Ja Teil einer jubelnden Menge zu sein, kann ein erhebendes Gefühl sein, da vergisst man die ganzen Unterschiede untereinander.
bonanzaMARGOT - 17. Jun. 18, 13:41

ich bin kein großer jubelierer. aber natürlich lasse ich mich ein wenig mitreißen - wie man es bei z.b. einem kinofilm auch tut. es gibt menschen, die heute (noch immer) am straßenrand stehen und jubeln, wenn eine königliche familie, ein staatsoberhaupt oder ein diktator vorbeifährt. das würde ich nie machen. (kotz-würg.) auch würde ich nie einem popstar zujubeln. von personenkult halte ich absolut nichts. aber bei der wm geht es vor allem um sport, leidenschaft und dramaturgie.
NBerlin - 17. Jun. 18, 17:07

Sowas mache ich auch nicht, einzige Ausnahme sind Popstars oder besser Musiker.
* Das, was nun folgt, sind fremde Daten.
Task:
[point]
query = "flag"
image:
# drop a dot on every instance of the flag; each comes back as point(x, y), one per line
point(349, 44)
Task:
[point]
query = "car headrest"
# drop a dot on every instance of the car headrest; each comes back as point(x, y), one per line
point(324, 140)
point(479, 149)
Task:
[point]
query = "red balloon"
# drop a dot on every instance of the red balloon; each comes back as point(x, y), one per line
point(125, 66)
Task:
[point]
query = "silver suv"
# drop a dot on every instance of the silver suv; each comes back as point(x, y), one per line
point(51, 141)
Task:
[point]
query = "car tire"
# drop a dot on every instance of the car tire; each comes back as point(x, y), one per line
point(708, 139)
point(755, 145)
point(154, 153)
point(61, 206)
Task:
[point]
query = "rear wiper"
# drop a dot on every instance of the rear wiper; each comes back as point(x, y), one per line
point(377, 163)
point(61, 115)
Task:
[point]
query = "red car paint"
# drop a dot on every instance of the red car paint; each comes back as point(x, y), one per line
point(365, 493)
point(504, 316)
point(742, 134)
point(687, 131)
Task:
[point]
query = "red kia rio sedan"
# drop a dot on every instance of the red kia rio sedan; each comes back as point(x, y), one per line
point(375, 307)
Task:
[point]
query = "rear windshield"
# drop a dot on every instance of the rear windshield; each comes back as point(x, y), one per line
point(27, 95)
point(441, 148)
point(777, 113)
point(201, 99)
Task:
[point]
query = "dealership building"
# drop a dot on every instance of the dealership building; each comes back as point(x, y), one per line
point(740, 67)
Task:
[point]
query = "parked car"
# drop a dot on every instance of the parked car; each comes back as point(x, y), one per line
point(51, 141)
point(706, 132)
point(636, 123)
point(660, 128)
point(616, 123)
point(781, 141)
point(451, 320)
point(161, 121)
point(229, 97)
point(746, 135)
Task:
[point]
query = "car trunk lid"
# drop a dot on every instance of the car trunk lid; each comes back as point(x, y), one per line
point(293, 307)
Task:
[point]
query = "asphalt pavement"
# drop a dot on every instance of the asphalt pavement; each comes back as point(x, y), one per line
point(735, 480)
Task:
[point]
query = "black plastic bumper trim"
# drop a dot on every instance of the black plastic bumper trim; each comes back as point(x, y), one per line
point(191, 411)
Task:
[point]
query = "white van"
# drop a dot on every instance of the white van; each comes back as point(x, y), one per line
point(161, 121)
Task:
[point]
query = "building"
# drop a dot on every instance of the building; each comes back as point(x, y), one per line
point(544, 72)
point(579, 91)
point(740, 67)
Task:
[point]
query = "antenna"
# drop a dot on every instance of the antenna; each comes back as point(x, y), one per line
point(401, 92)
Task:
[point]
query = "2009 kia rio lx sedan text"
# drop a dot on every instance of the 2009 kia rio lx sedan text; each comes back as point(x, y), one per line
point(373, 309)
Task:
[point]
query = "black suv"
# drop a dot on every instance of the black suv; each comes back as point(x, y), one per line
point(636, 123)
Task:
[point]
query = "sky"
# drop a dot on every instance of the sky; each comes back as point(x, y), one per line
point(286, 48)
Wenn mich Musik glücklich macht, dann gebe ich gern von dem Glück was zurück. Das ist dann aber jubeln für Musik und nicht für den Musiker als Person. Aha darum geht es bei der WM, mein Eindruck bisher war eher es geht um saufen und gröllen.
bonanzaMARGOT - 18. Jun. 18, 04:33

fürs saufen und grölen braucht man nicht extra `ne wm. natürlich gibt es diese erscheinungen immer und bei bei allen gelegenheiten.
bonanzaMARGOT - 17. Jun. 18, 14:28

das zeitalter der aufklärung benötigt dringend eine renaissance!

den sozialismus hätte es ohne aufklärung nie gegeben. sein versagen zeigt mir, dass die aufklärung des menschlichen geistes weder in der tiefe noch in der breite wirklich stattfand.